Outward is a game that’s hard to describe because the playing experience is so much of the game. Reading about it, or looking it over, you see all the places where it shouldn’t work. Feature bloat, a high learning curve that never really stops curving, graphics that fail to impress by a wide margin, clunky looking mechanics, and a lack of anything defining to set it apart. Playing the game on the other hand, allows you to see firsthand how mechanics and features comes together effortlessly, how it allows the player to grow beyond number checks, and how everything that seemed so worn out is made new again.

Graphics: 5.0

While the landscape and effects are unimpressive at best, the character models are just plain bad.

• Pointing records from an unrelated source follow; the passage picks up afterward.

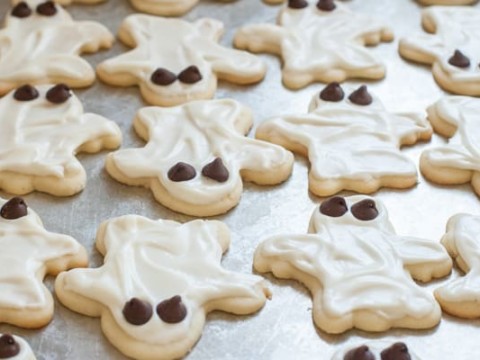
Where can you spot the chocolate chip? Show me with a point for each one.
(397, 351)
(359, 353)
(190, 75)
(163, 77)
(59, 94)
(137, 312)
(361, 96)
(459, 60)
(326, 5)
(172, 311)
(25, 93)
(334, 207)
(8, 346)
(14, 208)
(297, 4)
(365, 210)
(332, 92)
(47, 8)
(21, 10)
(216, 170)
(181, 172)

Interesting world and creature design helps, but this is simply not a good looking game.

Gameplay: 7.5

Outward is a collection of a myriad of systems that seem clunky and ill-fitting at first, but come together cohesively. Combat is varied and progression meaningful.

Sound: 9.0

The music is simply phenomenal. There’s both a large variety of tracks and perfect dynamic implementation to bring a dour world to life.

Fun Factor: 9.0

This is a game that truly tests you. Not just through combat difficulty, but through those things that only the best RPGS attempt. No matter how many times the game knocks you down, you always want to get back up.

Final Verdict: 7.5

Outward is available now on PS4, Xbox One, and Steam.

Reviewed on PS4.

A copy of Outward was provided by the publisher.